Muchos escépticos, en espera de un plan perfecto, dan a la Tierra por muerta y hacen énfasis en las ganancias y beneficios a corto plazo que todavía pueden extraerse de la explotación de los recursos naturales. Para dar prioridad al libre comercio internacional, se han divulgado comentarios negativos en los últimos días en torno a la propuesta, información que difiere bastante del material legislativo presentado al Congreso.

Pero ¿qué propone realmente el Green New Deal?

Para empezar, la propuesta discute ideas interesantes como la inversión en una infraestructura de trenes alternativa al sistema actual, así como la inversión pública en sectores dedicados al desarrollo de energías alternativas que puedan despachar por completo a los combustibles fósiles en la red eléctrica y energética en todo el país.

Igualmente, se habla de formas de generar y mantener un mecanismo que propicie la limpieza de contaminantes presentes en el medio ambiente para aliviar las consecuencias del fenómeno global ocasionado tras doscientos años de actividad humana desmedida (posterior a la Revolución Industrial) que pone en riesgo sociedades enteras a corto, mediano y largo plazo.

Quienes afirman que la propuesta plantea gastos innecesarios que el estado no puede asumir, ignoran aspectos como el incendio Carr ocurrido el año pasado, el incidente ambiental más costoso que ha tenido el país en décadas.
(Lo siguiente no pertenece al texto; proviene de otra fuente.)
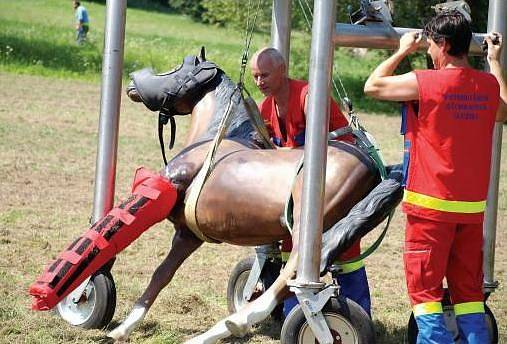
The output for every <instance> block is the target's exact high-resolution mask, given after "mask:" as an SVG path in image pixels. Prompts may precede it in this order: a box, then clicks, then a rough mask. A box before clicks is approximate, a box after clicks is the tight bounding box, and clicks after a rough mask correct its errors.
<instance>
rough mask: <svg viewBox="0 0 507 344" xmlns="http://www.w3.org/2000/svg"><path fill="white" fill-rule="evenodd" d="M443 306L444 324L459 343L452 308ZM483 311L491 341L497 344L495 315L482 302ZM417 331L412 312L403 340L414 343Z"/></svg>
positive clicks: (414, 341) (413, 314) (412, 313)
mask: <svg viewBox="0 0 507 344" xmlns="http://www.w3.org/2000/svg"><path fill="white" fill-rule="evenodd" d="M443 308H444V309H443V311H444V318H445V324H446V326H447V328H448V329H449V331H450V332H451V335H452V337H453V339H454V342H455V343H460V336H459V332H458V328H457V325H456V318H455V316H454V310H453V308H452V306H450V305H444V307H443ZM484 312H485V314H486V325H487V326H488V331H489V337H490V338H491V343H492V344H498V326H497V323H496V319H495V316H494V315H493V312H491V309H490V308H489V307H488V305H487V304H484ZM418 333H419V329H418V328H417V322H416V321H415V317H414V313H412V314H410V319H409V320H408V326H407V340H406V341H405V342H406V343H408V344H416V342H417V334H418Z"/></svg>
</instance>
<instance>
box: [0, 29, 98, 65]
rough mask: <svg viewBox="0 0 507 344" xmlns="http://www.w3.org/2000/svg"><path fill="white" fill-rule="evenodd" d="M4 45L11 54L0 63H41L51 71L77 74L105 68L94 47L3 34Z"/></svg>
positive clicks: (0, 60)
mask: <svg viewBox="0 0 507 344" xmlns="http://www.w3.org/2000/svg"><path fill="white" fill-rule="evenodd" d="M0 46H1V47H6V46H9V47H10V53H9V55H6V54H4V55H2V56H1V57H0V62H6V63H15V64H26V65H33V64H39V65H42V66H44V67H45V68H49V69H54V70H66V71H70V72H76V73H90V72H94V73H99V72H100V70H101V66H102V53H101V52H100V51H99V50H98V49H97V47H95V46H94V45H92V44H84V45H82V46H78V45H76V44H73V43H67V44H65V43H55V42H51V41H48V40H44V39H42V38H41V39H38V38H24V37H20V36H17V35H16V36H15V35H9V34H8V33H7V34H5V33H4V34H0Z"/></svg>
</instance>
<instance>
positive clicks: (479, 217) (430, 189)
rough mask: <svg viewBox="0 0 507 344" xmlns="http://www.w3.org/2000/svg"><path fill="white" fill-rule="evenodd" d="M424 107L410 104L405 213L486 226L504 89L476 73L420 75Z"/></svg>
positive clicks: (406, 141) (452, 73)
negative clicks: (485, 219)
mask: <svg viewBox="0 0 507 344" xmlns="http://www.w3.org/2000/svg"><path fill="white" fill-rule="evenodd" d="M415 73H416V76H417V82H418V85H419V102H418V103H415V102H411V103H406V104H405V111H403V120H402V133H403V134H405V159H404V165H405V178H406V185H405V195H404V199H403V211H404V212H405V213H407V214H410V215H414V216H419V217H423V218H427V219H430V220H435V221H444V222H456V223H481V222H482V221H483V218H484V209H485V206H486V198H487V193H488V184H489V176H490V163H491V149H492V134H493V127H494V124H495V116H496V112H497V108H498V102H499V93H500V89H499V85H498V82H497V81H496V79H495V77H494V76H493V75H491V74H489V73H485V72H480V71H477V70H474V69H471V68H449V69H442V70H424V71H416V72H415Z"/></svg>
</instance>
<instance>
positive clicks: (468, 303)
mask: <svg viewBox="0 0 507 344" xmlns="http://www.w3.org/2000/svg"><path fill="white" fill-rule="evenodd" d="M472 313H484V302H482V301H478V302H465V303H457V304H455V305H454V314H456V316H458V315H464V314H472Z"/></svg>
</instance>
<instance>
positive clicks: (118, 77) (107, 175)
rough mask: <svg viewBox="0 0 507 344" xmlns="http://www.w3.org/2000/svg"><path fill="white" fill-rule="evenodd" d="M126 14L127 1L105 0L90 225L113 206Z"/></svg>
mask: <svg viewBox="0 0 507 344" xmlns="http://www.w3.org/2000/svg"><path fill="white" fill-rule="evenodd" d="M126 10H127V0H107V3H106V25H105V32H104V35H105V36H104V57H103V61H102V90H101V100H100V119H99V143H98V147H97V161H96V170H95V193H94V199H93V214H92V219H91V220H92V223H95V222H96V221H98V220H99V219H100V218H101V217H102V216H104V215H105V214H106V213H107V212H108V211H109V210H110V209H111V208H112V207H113V202H114V187H115V177H116V155H117V147H118V124H119V118H120V102H121V81H122V69H123V45H124V40H125V17H126Z"/></svg>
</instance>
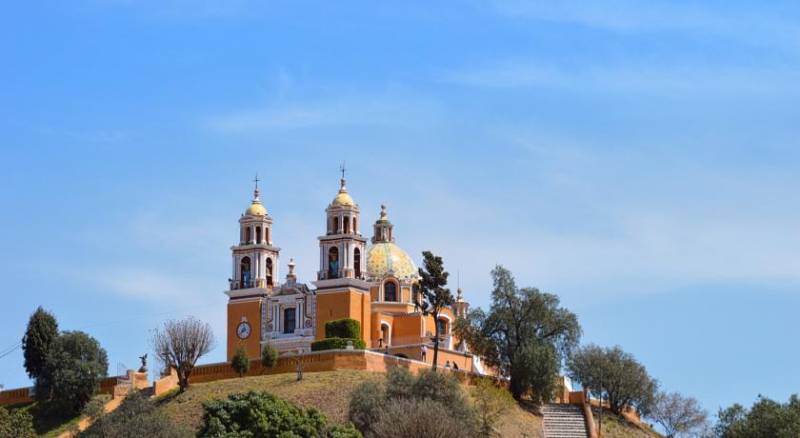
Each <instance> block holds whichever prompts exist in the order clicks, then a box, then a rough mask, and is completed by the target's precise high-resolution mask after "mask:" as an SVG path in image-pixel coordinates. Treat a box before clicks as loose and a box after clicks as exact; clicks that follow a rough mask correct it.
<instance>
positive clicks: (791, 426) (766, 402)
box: [714, 394, 800, 438]
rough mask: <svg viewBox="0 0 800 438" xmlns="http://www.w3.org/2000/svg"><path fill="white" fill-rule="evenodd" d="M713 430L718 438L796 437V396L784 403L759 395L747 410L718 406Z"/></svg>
mask: <svg viewBox="0 0 800 438" xmlns="http://www.w3.org/2000/svg"><path fill="white" fill-rule="evenodd" d="M718 417H719V421H718V422H717V425H716V427H715V428H714V432H715V434H716V436H717V437H719V438H751V437H752V438H760V437H771V438H773V437H774V438H790V437H791V438H796V437H798V436H800V398H798V396H797V394H795V395H792V396H791V397H789V401H788V402H786V403H780V402H776V401H774V400H770V399H769V398H766V397H762V396H759V397H758V400H757V401H756V402H755V403H754V404H753V406H752V407H751V408H750V409H746V408H745V407H744V406H742V405H740V404H738V403H737V404H735V405H733V406H730V407H728V408H726V409H721V410H720V411H719V414H718Z"/></svg>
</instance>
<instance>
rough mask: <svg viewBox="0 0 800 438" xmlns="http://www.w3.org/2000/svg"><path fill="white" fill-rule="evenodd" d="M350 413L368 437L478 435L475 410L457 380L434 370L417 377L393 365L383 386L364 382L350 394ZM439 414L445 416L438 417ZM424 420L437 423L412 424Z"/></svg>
mask: <svg viewBox="0 0 800 438" xmlns="http://www.w3.org/2000/svg"><path fill="white" fill-rule="evenodd" d="M422 411H424V412H422ZM428 412H433V414H431V415H429V414H428ZM442 412H444V413H446V414H442ZM390 413H391V414H390ZM348 415H349V418H350V421H352V422H353V424H355V426H356V427H357V428H358V429H359V430H360V431H361V432H362V433H363V434H364V436H366V437H384V436H388V437H400V436H436V437H450V436H462V437H463V436H467V437H468V436H475V435H476V434H477V427H476V425H477V420H476V416H475V412H474V411H473V410H472V408H471V407H470V406H469V404H468V402H467V398H466V397H465V395H464V392H463V390H462V389H461V386H460V385H459V383H458V381H457V380H456V379H455V378H454V377H452V376H450V375H449V374H446V373H437V372H434V371H431V370H425V371H421V372H420V373H419V374H418V375H417V376H414V375H413V374H411V372H409V371H408V370H407V369H405V368H401V367H394V368H392V369H390V370H389V373H388V374H387V376H386V381H385V383H384V384H383V385H377V384H375V383H373V382H365V383H362V384H361V385H359V386H358V387H356V389H355V390H354V391H353V394H352V395H351V398H350V410H349V413H348ZM440 415H443V417H442V418H439V419H437V418H436V417H437V416H440ZM444 417H446V418H444ZM423 421H424V422H431V423H437V424H416V425H415V424H412V423H421V422H423ZM400 423H402V424H400ZM440 426H442V428H440ZM392 427H394V428H395V429H396V430H395V431H392V430H391V429H392ZM454 434H455V435H454Z"/></svg>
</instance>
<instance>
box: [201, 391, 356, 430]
mask: <svg viewBox="0 0 800 438" xmlns="http://www.w3.org/2000/svg"><path fill="white" fill-rule="evenodd" d="M203 407H204V409H205V414H204V416H203V422H204V425H203V428H202V429H201V430H200V432H199V433H198V436H201V437H226V438H235V437H241V438H245V437H264V438H271V437H281V438H284V437H286V438H288V437H337V438H351V437H352V438H355V437H360V436H361V434H360V433H358V431H357V430H355V429H354V428H353V427H352V426H339V425H335V424H331V423H330V422H329V421H328V419H327V418H326V417H325V416H324V415H322V414H321V413H320V412H319V411H317V410H316V409H313V408H312V409H303V408H300V407H298V406H295V405H294V404H292V403H289V402H287V401H286V400H283V399H279V398H277V397H275V396H274V395H272V394H268V393H266V392H261V393H259V392H255V391H250V392H247V393H244V394H232V395H230V396H228V399H227V400H212V401H210V402H206V403H204V404H203Z"/></svg>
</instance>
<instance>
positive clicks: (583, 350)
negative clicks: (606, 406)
mask: <svg viewBox="0 0 800 438" xmlns="http://www.w3.org/2000/svg"><path fill="white" fill-rule="evenodd" d="M567 369H568V370H569V376H570V377H571V378H572V379H573V380H575V381H576V382H578V383H580V384H581V386H583V387H584V388H587V389H588V390H589V392H590V393H591V394H592V395H594V396H595V397H598V398H600V399H602V400H607V401H608V404H609V407H610V408H611V410H612V411H613V412H615V413H617V414H622V412H623V410H624V409H625V408H626V407H631V408H636V409H637V410H638V411H639V413H640V414H641V415H643V416H648V415H649V414H650V411H651V409H652V408H653V404H654V401H655V395H656V391H657V390H658V383H657V382H656V381H655V379H653V378H652V377H650V375H649V374H647V369H645V367H644V366H643V365H642V364H640V363H639V362H637V361H636V359H635V358H634V357H633V356H632V355H631V354H629V353H626V352H624V351H623V350H622V349H621V348H620V347H612V348H602V347H598V346H597V345H587V346H585V347H582V348H580V349H578V350H576V351H575V352H574V353H573V354H572V356H571V357H570V358H569V361H568V362H567Z"/></svg>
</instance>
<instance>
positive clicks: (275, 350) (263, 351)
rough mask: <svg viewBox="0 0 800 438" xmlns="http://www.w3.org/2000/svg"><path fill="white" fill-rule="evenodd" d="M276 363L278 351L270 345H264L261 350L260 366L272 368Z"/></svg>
mask: <svg viewBox="0 0 800 438" xmlns="http://www.w3.org/2000/svg"><path fill="white" fill-rule="evenodd" d="M276 363H278V350H276V349H275V347H273V346H272V345H270V344H266V345H264V349H263V350H261V366H262V367H264V368H272V367H274V366H275V364H276Z"/></svg>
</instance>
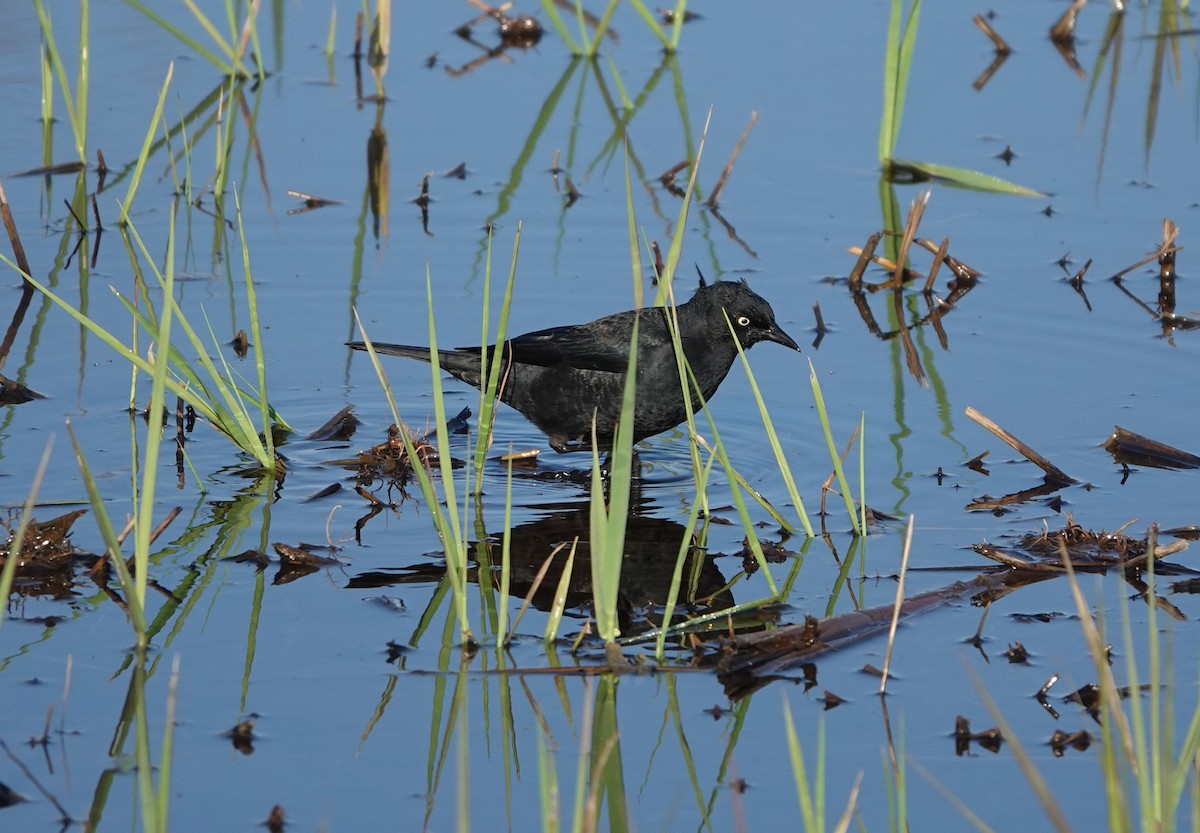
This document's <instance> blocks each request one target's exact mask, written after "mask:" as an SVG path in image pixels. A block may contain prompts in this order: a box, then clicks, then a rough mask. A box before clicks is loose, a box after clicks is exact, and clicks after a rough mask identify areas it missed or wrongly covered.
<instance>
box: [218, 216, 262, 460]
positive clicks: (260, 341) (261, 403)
mask: <svg viewBox="0 0 1200 833" xmlns="http://www.w3.org/2000/svg"><path fill="white" fill-rule="evenodd" d="M236 196H238V194H236V193H234V199H235V200H236ZM236 202H238V239H239V241H240V242H241V268H242V274H244V275H245V276H246V308H247V311H248V314H250V326H251V336H250V337H251V338H252V340H253V343H254V370H256V372H257V376H258V378H257V382H258V402H257V404H258V412H259V417H260V419H262V425H263V439H264V443H265V445H266V448H265V451H266V456H268V457H269V459H271V460H274V459H275V438H274V436H272V431H271V421H272V420H271V408H270V406H269V404H268V403H266V350H265V349H264V348H263V329H262V326H260V325H259V319H258V293H256V292H254V278H253V275H252V274H251V271H250V245H248V244H247V242H246V228H245V226H244V224H242V222H241V202H240V200H236ZM222 355H223V354H222Z"/></svg>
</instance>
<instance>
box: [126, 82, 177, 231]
mask: <svg viewBox="0 0 1200 833" xmlns="http://www.w3.org/2000/svg"><path fill="white" fill-rule="evenodd" d="M174 73H175V64H174V61H172V62H170V64H168V65H167V77H166V78H164V79H163V82H162V89H161V90H160V91H158V103H157V104H156V106H155V108H154V116H151V119H150V127H149V128H146V137H145V139H143V142H142V151H140V152H139V154H138V161H137V163H136V164H134V166H133V174H132V175H131V176H130V187H128V188H127V190H126V191H125V200H124V202H122V203H121V214H120V217H119V220H118V221H116V222H118V224H119V226H122V227H124V226H125V224H127V223H128V222H130V208H131V206H132V205H133V198H134V197H136V196H137V193H138V185H139V184H140V182H142V174H143V172H145V167H146V160H149V158H150V148H151V146H154V137H155V133H157V132H158V122H160V121H162V107H163V103H164V102H166V101H167V89H168V88H169V86H170V78H172V76H173V74H174Z"/></svg>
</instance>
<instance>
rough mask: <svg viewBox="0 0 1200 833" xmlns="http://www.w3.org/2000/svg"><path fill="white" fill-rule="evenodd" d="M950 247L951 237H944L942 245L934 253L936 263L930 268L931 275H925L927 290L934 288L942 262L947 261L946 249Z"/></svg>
mask: <svg viewBox="0 0 1200 833" xmlns="http://www.w3.org/2000/svg"><path fill="white" fill-rule="evenodd" d="M949 247H950V239H949V238H942V245H941V246H938V247H937V251H936V252H935V253H934V265H931V266H930V268H929V275H928V276H926V277H925V292H932V290H934V280H935V278H936V277H937V271H938V270H940V269H941V268H942V263H944V262H946V250H948V248H949Z"/></svg>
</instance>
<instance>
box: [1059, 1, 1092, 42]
mask: <svg viewBox="0 0 1200 833" xmlns="http://www.w3.org/2000/svg"><path fill="white" fill-rule="evenodd" d="M1085 5H1087V0H1073V2H1072V4H1070V8H1068V10H1067V11H1066V12H1063V13H1062V17H1061V18H1058V19H1057V20H1056V22H1055V24H1054V25H1052V26H1050V40H1051V41H1055V42H1056V43H1069V42H1070V41H1074V40H1075V19H1076V18H1078V17H1079V10H1080V8H1082V7H1084V6H1085Z"/></svg>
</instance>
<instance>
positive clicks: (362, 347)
mask: <svg viewBox="0 0 1200 833" xmlns="http://www.w3.org/2000/svg"><path fill="white" fill-rule="evenodd" d="M346 346H347V347H352V348H354V349H356V350H365V349H366V348H367V346H366V344H365V343H364V342H361V341H348V342H346ZM371 346H372V347H374V350H376V353H379V354H382V355H402V356H404V358H406V359H416V360H418V361H430V358H431V356H430V348H428V347H412V346H409V344H389V343H388V342H382V341H373V342H371ZM438 364H439V365H440V366H442V370H444V371H446V372H449V373H452V374H454V376H457V377H458V378H461V379H463V380H466V382H468V383H469V384H476V385H478V384H479V383H478V382H475V379H476V378H479V350H438Z"/></svg>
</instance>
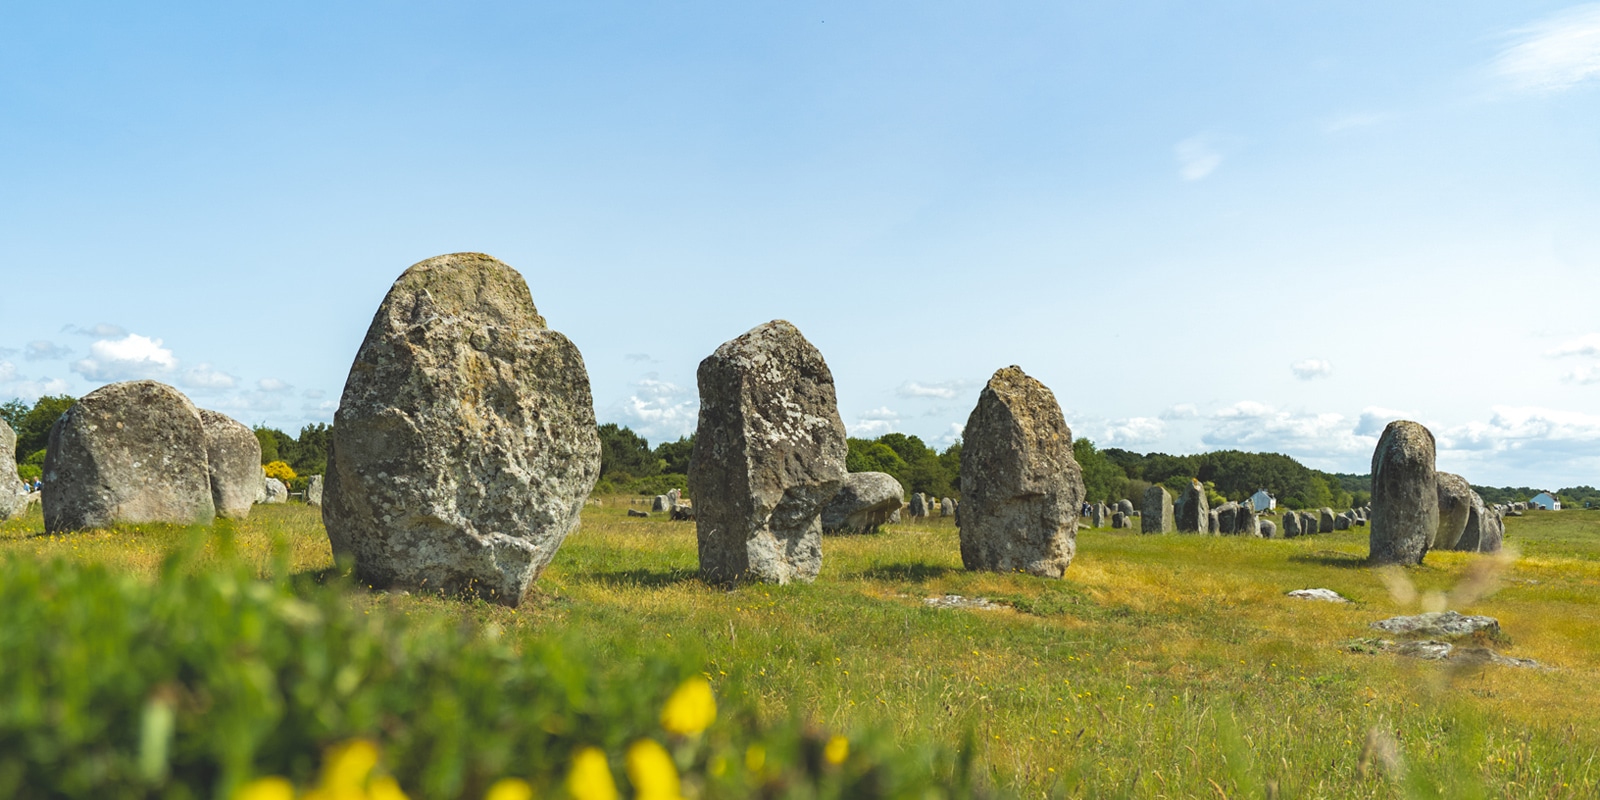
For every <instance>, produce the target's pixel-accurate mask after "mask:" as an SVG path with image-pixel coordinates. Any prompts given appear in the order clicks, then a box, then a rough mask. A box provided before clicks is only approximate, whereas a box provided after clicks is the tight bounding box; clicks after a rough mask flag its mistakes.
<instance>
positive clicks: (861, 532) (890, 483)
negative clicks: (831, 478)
mask: <svg viewBox="0 0 1600 800" xmlns="http://www.w3.org/2000/svg"><path fill="white" fill-rule="evenodd" d="M944 502H946V504H949V502H950V501H949V499H946V501H944ZM904 504H906V490H902V488H901V485H899V482H898V480H894V475H888V474H883V472H851V474H848V475H845V482H843V485H840V486H838V493H837V494H834V499H832V501H829V504H827V506H824V507H822V530H824V531H829V533H834V531H840V533H874V531H877V530H878V526H882V525H888V523H890V522H893V517H894V515H896V514H899V509H901V506H904ZM950 510H952V512H954V510H955V509H950ZM941 514H942V507H941Z"/></svg>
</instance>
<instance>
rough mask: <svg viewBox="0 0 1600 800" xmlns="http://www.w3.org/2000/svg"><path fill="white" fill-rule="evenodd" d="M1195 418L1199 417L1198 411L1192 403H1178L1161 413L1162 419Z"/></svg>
mask: <svg viewBox="0 0 1600 800" xmlns="http://www.w3.org/2000/svg"><path fill="white" fill-rule="evenodd" d="M1197 416H1200V410H1198V408H1195V405H1194V403H1178V405H1174V406H1168V408H1166V411H1162V419H1194V418H1197Z"/></svg>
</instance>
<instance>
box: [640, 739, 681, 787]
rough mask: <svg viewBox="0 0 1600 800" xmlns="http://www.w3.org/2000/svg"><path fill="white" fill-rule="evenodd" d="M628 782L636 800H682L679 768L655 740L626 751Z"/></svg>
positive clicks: (663, 747) (663, 749) (652, 739)
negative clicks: (626, 754) (633, 788)
mask: <svg viewBox="0 0 1600 800" xmlns="http://www.w3.org/2000/svg"><path fill="white" fill-rule="evenodd" d="M627 779H629V781H630V782H632V784H634V792H635V795H634V797H635V798H637V800H682V787H680V786H678V768H677V765H674V763H672V757H670V755H667V749H666V747H662V746H661V744H658V742H656V741H654V739H640V741H637V742H634V744H632V746H630V747H629V749H627Z"/></svg>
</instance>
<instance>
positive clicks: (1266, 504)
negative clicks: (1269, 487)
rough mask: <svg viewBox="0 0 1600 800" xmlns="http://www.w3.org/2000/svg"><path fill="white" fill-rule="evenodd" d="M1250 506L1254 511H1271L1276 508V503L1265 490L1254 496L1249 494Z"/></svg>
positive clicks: (1273, 498)
mask: <svg viewBox="0 0 1600 800" xmlns="http://www.w3.org/2000/svg"><path fill="white" fill-rule="evenodd" d="M1250 504H1251V506H1253V507H1254V509H1256V510H1272V509H1277V507H1278V501H1277V499H1275V498H1274V496H1272V494H1267V490H1259V491H1256V493H1254V494H1251V496H1250Z"/></svg>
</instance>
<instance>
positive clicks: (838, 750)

La supresión de un incendio tan masivo implica costos extraordinarios que superan los $25 millones de dólares, por no mencionar las pérdidas de propiedades privadas, que superaron los $200 millones. Al cálculo, vale la pena sumar los reportes anuales de tormentas y huracanes que ocasionan daños irreversibles en todo el mundo. 

Al fin y al cabo, es mejor prevenir que lamentar.